En effet, si on prend l’atome le plus simple, l’hydrogène, qui est formé d’un seul proton et d’un seul électron, on a un diamètre total d’environ 0,5 Angstrom, soit 5e-11 m. Le proton quant à lui a un rayon de l’ordre du femtomètre (1e-15 m), soit 5 000 fois plus petit ! Et l’électron, lui, tient la palme dans le sens où on ne connait pas vraiment sa taille, on le considère comme un point sans occuper le moindre espace. Expérimentalement, on a cependant validé qu’il était plus petit 10e-22 mètres, soit au moins mille milliards de fois plus petit qu’un atome !

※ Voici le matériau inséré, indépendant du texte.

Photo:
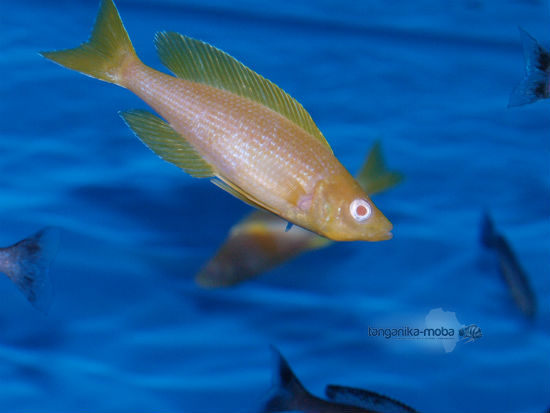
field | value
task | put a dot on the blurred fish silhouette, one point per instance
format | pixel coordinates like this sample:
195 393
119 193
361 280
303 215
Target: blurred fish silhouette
288 394
225 122
27 264
470 333
535 84
261 241
514 276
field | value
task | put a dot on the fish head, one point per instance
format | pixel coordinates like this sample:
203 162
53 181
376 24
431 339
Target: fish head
342 211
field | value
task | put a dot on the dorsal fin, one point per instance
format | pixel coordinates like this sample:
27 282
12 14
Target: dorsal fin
197 61
159 136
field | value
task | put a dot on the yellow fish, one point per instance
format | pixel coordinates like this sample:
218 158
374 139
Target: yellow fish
261 241
223 121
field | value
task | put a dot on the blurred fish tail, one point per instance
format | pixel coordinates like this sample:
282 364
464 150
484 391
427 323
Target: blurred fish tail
488 232
287 389
374 176
536 83
27 265
107 51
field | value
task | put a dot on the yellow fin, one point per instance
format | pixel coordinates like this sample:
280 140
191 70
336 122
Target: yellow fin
374 175
104 54
159 136
197 61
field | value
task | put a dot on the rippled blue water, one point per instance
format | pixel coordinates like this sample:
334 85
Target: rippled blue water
130 331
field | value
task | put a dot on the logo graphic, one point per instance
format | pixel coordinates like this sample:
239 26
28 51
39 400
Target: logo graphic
470 333
440 326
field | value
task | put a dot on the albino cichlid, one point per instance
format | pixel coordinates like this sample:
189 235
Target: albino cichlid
261 240
220 120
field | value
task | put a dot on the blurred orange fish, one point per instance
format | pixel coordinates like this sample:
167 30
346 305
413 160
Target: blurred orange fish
261 241
225 122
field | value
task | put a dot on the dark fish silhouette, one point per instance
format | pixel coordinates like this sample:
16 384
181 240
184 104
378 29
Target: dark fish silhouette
510 268
288 394
535 84
27 263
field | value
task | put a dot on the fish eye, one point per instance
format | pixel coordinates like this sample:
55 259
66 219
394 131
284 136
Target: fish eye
360 209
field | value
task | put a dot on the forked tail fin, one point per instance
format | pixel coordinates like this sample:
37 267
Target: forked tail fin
374 176
535 84
287 390
106 52
27 265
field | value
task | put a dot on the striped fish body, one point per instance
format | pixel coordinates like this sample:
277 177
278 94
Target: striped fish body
223 121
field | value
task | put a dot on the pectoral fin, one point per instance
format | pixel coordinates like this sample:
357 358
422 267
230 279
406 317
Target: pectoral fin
159 136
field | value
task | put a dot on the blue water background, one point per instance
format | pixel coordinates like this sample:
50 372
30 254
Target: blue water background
130 331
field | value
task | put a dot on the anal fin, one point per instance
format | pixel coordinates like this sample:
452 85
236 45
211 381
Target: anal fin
159 136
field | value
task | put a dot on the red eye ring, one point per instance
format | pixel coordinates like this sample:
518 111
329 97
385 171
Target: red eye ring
360 209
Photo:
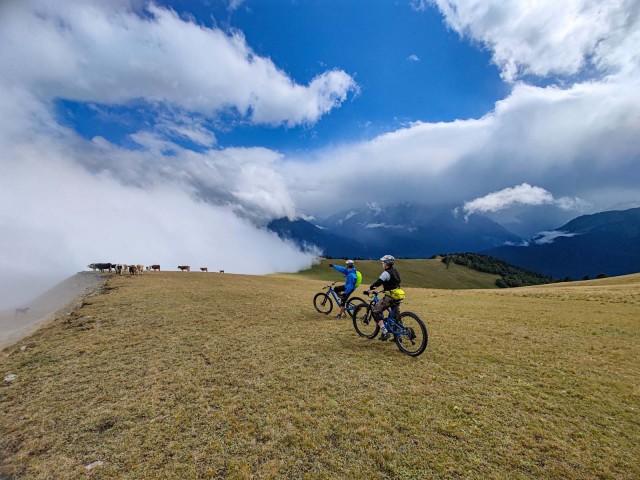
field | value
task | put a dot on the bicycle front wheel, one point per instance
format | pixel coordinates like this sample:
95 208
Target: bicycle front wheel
364 323
323 303
352 304
413 339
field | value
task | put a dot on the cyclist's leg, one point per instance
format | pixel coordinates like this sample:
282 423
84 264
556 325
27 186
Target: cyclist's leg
378 314
340 291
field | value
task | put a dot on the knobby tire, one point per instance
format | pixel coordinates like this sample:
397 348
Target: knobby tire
415 342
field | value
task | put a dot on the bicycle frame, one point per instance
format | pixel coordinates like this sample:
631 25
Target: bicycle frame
389 321
337 298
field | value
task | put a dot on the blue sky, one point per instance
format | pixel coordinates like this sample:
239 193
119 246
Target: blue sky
407 69
171 132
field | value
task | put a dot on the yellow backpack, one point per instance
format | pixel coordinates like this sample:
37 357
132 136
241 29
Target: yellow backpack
396 294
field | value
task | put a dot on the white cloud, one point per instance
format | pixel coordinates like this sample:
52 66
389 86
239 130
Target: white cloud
550 37
549 236
581 141
56 217
107 53
523 194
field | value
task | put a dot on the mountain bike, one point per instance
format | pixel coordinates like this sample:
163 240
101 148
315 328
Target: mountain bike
323 301
408 330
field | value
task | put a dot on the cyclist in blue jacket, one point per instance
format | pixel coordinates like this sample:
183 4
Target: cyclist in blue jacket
349 285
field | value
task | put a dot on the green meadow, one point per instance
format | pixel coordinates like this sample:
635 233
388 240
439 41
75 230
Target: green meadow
204 375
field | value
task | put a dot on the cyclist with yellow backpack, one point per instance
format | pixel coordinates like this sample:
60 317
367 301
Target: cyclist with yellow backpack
390 281
351 283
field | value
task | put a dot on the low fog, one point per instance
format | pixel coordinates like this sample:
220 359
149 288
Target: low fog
57 217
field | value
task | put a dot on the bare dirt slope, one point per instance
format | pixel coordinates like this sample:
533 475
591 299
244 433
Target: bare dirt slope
64 296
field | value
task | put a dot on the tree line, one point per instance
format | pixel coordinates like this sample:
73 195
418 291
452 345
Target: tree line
511 276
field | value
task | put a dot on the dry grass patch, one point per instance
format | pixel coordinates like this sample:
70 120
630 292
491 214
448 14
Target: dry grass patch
176 375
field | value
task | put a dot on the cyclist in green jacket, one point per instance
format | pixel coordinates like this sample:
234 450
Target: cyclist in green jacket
390 280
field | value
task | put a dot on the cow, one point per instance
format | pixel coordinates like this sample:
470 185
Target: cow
101 266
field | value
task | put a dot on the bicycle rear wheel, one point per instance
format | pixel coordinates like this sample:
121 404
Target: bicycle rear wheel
413 341
323 303
364 323
352 303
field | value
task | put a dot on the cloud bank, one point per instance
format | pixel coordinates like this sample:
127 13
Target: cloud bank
66 201
577 137
524 194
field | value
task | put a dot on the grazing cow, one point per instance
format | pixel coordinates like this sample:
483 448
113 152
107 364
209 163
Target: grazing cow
101 266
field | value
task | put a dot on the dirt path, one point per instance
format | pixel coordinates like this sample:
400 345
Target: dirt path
61 299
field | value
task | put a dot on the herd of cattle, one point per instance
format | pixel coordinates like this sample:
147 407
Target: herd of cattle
124 269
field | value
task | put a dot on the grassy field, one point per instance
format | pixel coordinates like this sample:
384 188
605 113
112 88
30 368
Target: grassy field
414 273
191 375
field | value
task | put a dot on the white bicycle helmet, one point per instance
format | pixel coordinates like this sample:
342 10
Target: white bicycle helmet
388 259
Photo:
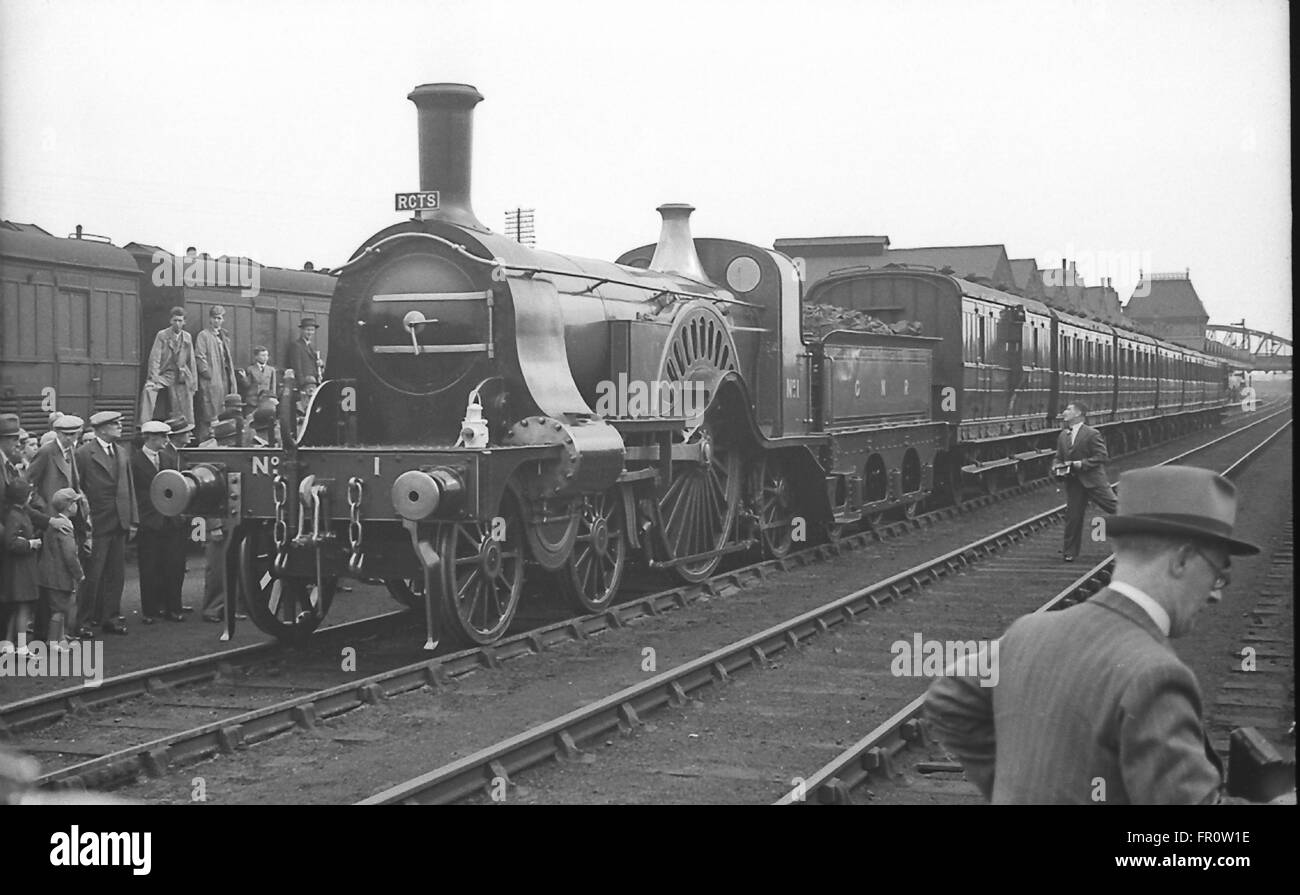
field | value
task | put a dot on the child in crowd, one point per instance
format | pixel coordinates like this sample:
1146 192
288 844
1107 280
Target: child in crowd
60 571
18 574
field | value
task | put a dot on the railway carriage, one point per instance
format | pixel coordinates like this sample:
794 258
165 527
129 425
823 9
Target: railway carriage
78 316
498 419
493 411
69 325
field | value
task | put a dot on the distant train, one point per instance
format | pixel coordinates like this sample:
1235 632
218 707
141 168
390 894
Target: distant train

Donc pour revenir à notre échelle, si l’atome d’hydrogène avait la taille d’un terrain de foot, alors le proton ferait la taille d’un pois chiche au centre du terrain. Quant à l’électron, il serait toujours invisible…
La taille du proton : Une controverse qui fait rage
Oui, j’avoue que dans votre quotidien, il vous importe peu qu’un proton aie une taille de 0,00000000000000084 mètre ou de 0,00000000000000088 mètre (on parle de 0,84 femtomètre ou 0,88 femtomètre). Pourtant, il y a deux écoles dans le monde pour mesurer la taille du proton à l’aide de deux méthodes différentes et chacune donne une valeur différente, soit autour de 0,84 femtomètre, soit autour de 0,88 femtomètre. La différence est notable, 5% de différence, et pour les physiciens, ces deux valeurs sont inconciliables ! Cependant, depuis quelques mois, les physiciens commencent à confirmer la plus petite valeur de 0,84 femtomètre.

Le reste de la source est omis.